Today, just like yesterday, I haven’t done any significant thing and, as I don’t have any other better thing to do at 20:03 I started writing here. What have I done today? I went to the supermarket to buy a few things (and I only got one) and I have spent alone the rest of the day, so I could read a bit. My family has gone out and I didn’t feel like going with them (they went to a boring concert), and as always, my sister tried to make me feel guilty for not going with her and leaving her alone with my parents. Hey, if you don’t want to be alone with them because yo get bored, just don’t go.
This week is being too boring. Nobody wants to hang out because they are preparing the new course, so I have more time to think about it and feel guilty because of my lack of trying to advance in any subject.

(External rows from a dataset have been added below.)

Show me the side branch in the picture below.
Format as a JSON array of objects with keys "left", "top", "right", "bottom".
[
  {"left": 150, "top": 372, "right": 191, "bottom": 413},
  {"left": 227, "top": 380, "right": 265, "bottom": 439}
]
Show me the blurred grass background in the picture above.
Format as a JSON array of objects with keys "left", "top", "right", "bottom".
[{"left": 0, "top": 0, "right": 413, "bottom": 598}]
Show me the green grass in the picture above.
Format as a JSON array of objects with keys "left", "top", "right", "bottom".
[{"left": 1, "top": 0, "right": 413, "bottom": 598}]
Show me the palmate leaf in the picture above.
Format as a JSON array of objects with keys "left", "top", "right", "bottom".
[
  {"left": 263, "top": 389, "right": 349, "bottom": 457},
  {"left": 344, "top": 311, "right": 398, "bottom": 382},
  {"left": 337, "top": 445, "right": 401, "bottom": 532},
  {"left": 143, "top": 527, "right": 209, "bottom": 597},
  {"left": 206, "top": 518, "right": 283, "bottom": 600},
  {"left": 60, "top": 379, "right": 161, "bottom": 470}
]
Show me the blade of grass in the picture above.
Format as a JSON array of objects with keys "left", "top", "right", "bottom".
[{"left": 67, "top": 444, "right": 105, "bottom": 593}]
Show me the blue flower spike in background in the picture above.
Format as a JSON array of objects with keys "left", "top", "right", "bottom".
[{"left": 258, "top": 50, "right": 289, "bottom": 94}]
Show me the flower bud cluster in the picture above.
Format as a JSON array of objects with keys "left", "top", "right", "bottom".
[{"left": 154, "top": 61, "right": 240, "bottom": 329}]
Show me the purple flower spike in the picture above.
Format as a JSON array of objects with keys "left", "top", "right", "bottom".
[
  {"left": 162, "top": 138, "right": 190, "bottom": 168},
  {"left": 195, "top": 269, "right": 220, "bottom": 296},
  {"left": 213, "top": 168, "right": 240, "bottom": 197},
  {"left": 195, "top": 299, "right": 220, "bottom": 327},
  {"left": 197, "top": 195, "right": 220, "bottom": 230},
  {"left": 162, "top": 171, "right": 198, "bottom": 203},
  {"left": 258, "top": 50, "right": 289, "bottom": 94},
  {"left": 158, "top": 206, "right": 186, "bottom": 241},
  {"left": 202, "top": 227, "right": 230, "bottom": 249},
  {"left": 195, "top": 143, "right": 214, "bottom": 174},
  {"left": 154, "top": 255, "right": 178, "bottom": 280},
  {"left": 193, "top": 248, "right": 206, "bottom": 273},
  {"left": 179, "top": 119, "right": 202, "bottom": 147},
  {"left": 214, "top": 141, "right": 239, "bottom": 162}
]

The other day I met my cousin in the underground. She’s younger than me (also a teenager) and, as her friends had left, I asked her to stay with me and my friends. Ungratefully, my friends behave as bad as possible and her face was like a poem. That, without counting with my best friend (a girl) calling me “honey” in front of her (okay, it is a less usual word here and I don’t know any similar word in English, it’s used for too close people). Now, my entire family will think that I’m probably gay. It wouldn’t have been so bad if I hadn’t discovered a few weeks ago that I was the last of my cousins to have a boyfriend (or girlfriend). Even my 9-year-old cousin has had a girlfriend. Seriously, my family looks concerned (yes, my grandparents are a bit homophobic) and I can’t prove that I’m not gay because I have never had a boyfriend (I haven’t even kissed a boy yet).
So I wrote my stupid thoughts again. I thought that if I wrote in English, maybe someone would read it, though, probably, it is not as well-written as it should.